Nov 18, 2015
Attorneys General call for PIN numbers on new credit cards

The National Retail Federation welcomed a letter sent by nine attorneys general to the nation’s top credit card companies and banks calling for the use of personal identification numbers rather than signatures to approve purchases made with new chip-based credit cards.

“This is further proof that top law enforcement officials and security experts agree that continued reliance on an illegible scrawl isn’t good enough to protect American consumers when the technology of a secret, secure PIN is readily available,” NRF Senior Vice President and General Counsel Mallory Duncan said. “Banks and credit card companies should heed the advice being given them and immediately implement chip-and-PIN. That’s the standard used around the world and U.S. consumers deserve nothing less.”

The request was made in a letter sent today by the attorneys general of Connecticut, Illinois, Maine, Massachusetts, New York, Rhode Island, Vermont, Washington state and the District of Columbia to the chief executives of Visa, MasterCard, American Express, Discover, Bank of America, Capital One Finance Group, Citigroup and J.P. Morgan Chase.

“The chip-and-PIN approach is considered by many to be the gold standard currently for payment card security,” the letter said. “Countries that have implemented chip-and-PIN cards have seen significant reductions in fraudulent transactions.”
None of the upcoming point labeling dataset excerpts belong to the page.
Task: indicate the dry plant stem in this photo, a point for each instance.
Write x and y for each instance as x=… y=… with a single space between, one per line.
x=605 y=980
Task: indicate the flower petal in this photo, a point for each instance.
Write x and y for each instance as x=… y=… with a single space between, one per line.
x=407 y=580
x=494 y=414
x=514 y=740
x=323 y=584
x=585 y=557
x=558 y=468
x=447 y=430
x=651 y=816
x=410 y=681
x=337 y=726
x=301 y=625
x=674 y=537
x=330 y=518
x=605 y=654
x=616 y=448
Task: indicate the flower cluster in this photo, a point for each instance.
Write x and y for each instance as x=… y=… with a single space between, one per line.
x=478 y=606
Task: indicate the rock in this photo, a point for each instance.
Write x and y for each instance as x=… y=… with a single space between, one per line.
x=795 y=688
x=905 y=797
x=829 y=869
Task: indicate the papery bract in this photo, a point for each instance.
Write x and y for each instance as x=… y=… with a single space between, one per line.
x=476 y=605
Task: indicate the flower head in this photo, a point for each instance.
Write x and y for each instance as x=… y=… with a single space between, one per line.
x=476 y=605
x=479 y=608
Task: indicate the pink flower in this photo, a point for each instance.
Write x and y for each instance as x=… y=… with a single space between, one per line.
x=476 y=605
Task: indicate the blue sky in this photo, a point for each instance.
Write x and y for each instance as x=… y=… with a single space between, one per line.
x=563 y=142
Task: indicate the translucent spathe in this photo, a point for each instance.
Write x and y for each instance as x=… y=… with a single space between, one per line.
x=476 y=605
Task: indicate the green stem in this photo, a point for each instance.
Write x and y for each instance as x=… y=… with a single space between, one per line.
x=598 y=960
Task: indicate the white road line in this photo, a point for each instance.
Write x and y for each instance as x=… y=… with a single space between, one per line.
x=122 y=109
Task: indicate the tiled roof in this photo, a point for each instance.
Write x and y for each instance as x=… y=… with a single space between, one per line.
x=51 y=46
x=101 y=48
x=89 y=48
Chip-and-PIN is used in approximately 80 countries from Asia to Europe but chip cards being issued in the United States use chip-and-signature instead.

“There can be no doubt that this is a less secure standard since signatures can easily be forged or copied or even ignored,” the attorneys general said. “Unlike signatures, PIN numbers can be changed easily and as frequently as needed by the consumer. Absent this additional protection, your customers and our citizens will be more vulnerable to damaging data breaches. This is something we cannot accept.”

The letter dismissed claims that using a PIN would be burdensome for consumers, noting that consumers already use PINs with debit cards. The attorneys general said they were not seeking legislation requiring PINs but rather calling on card companies and banks to make the change “as good corporate citizens.”

Last month, the Federal Bureau of Investigations issued a warning that said PINs were more secure than signatures, then revised the statement after receiving objections from the banking industry. Last year, President Obama issued an executive order requiring PINs on credit cards issued to government workers.

NRF has argued for years that the new cards should replace fraud-prone signatures with a more secure PIN. While chips make the new cards more difficult to counterfeit than traditional magnetic stripe cards, the chip can be circumvented, and the chips do nothing to protect lost and stolen cards from being used. A PIN could prevent fraud with lost, stolen or counterfeit cards even without a chip.